Volume eaters (people with binge eating disorder) possess strong personalities, are very hard-working, demanding, driven, are not prone to take advice, and are used to being in control of everything around them.  Unfortunately, even though they are strong individuals, they are out of control of their eating behavior—and most of them are well aware of their problem.  In addition to the obvious excess body weight they carry, they can see their health failing—often with diabetes and heart failure. Only when they are imminently faced with death and disability does their powerful drive for self-preservation take over and they attempt to save themselves from their equally strong self-destructive binge eating disorder. 

This is the advice I give to volume eaters: They must slow down their intake and give the food they eat time to register. The stomach needs to tell the brain that food has been consumed.  A pause must be taken so that hormones signaling that calories have been consumed can deliver their messages throughout the body.  In essence, the binge-eater must change from a gorger to a nibbler and a grazer.  In practical terms, they are to consume a medium-size plate of food and then go work on some other project—to return to the dinner table a half-hour later and have another similar-sized plate.  This slowed pattern sends signals of satiety to the brain before over-consumption occurs.

Consumption of all calorie-dense foods must be strongly discouraged.  Therefore, dried fruits, nuts, seeds, avocados, olives, and flour products (especially breads and bagels) are off limits.  And I MEAN off-limits, because a volume eater does not understand “eat only a little bit.” Very calorie-dilute foods, like green and yellow vegetables, are encouraged—especially to be consumed at the beginning of the meals.  But there is a limit to this advice—it is easy to overdo the very low-calorie foods and be unsatisfied.  There must be sufficient starch (potatoes, rice, corn, sweet potatoes, etc.) in the meals to provide a healthy sense of satiety. (See the January 2005 McDougall Newsletter article: Pushing Your Set Point to the Limits – The McDougall Program for Maximum Weight Loss, for more help.)
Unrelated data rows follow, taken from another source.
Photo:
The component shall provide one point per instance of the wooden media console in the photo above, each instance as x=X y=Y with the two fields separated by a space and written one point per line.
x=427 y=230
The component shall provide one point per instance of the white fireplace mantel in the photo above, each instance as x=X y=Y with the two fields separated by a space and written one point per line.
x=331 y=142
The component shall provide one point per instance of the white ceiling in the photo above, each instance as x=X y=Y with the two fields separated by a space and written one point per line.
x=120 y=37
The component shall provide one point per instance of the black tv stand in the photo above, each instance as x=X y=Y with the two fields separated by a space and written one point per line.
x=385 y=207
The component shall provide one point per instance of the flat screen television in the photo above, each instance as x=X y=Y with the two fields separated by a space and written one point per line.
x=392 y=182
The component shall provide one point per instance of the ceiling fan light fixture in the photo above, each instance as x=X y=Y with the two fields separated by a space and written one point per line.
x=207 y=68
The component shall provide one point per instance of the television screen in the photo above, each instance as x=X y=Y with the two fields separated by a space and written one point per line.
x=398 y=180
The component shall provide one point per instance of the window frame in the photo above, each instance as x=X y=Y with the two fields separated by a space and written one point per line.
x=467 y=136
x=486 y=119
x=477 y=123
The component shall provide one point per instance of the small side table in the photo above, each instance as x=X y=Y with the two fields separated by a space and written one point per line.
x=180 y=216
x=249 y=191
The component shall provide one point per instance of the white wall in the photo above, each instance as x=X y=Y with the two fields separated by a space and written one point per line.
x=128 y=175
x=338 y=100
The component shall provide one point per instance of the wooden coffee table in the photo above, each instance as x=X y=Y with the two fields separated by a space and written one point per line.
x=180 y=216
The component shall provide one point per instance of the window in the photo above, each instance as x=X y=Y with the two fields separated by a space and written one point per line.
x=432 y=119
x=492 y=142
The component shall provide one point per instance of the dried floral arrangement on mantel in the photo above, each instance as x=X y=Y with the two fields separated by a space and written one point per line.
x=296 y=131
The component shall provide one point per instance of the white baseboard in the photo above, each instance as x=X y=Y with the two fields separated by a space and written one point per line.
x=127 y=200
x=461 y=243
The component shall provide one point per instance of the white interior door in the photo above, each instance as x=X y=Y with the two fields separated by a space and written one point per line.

Exercise is hard for people to fit into their lives and I have found this especially true for driven people who are binge-eaters.  Exercise burns calories and resets the appetite—something these people need desperately.  Since they are typically obsessive in their behaviors, directing some of that energy toward exercise is a big part of the solution.

Obviously, solving the binge eating disorder has not been easy for patients, the medical profession or for me.  However, the stakes are great, so every effort must be made.  Those who fail on the McDougall Program are encouraged to take a long vacation in Durham, North Carolina for a diet of rice and fruit (The Rice Diet)—which should serve as strong motivation to make the McDougall Program work.

References:

1) Geliebter A, Yahav EK, Gluck ME, Hashim SA.  Gastric capacity, test meal intake, and appetitive hormones in binge eating disorder. Physiol Behav. 2004 Jul;81(5):735-40.

2)  de Zwaan M, Mitchell JE. Opiate antagonists and eating behavior in humans: a review. J Clin Pharmacol. 1992 Dec;32(12):1060-72.

3)  Yeomans MR, Gray RW.  Opioid peptides and the control of human ingestive behaviour. Neurosci Biobehav Rev. 2002 Oct;26(6):713-28.

4)  McElroy SL, Shapira NA, Arnold LM, Keck PE, Rosenthal NR, Wu SC, Capece JA, Fazzio L, Hudson JI.  Topiramate in the long-term treatment of binge-eating disorder associated with obesity. J Clin Psychiatry. 2004 Nov;65(11):1463-9.

5)  Kempner W, Newborg BC, Peschel RL, Skyler JS.   Treatment of massive obesity with rice/reduction diet program. An analysis of 106 patients with at least a 45-kg weight loss. Arch Intern Med. 1975 Dec;135(12):1575-84.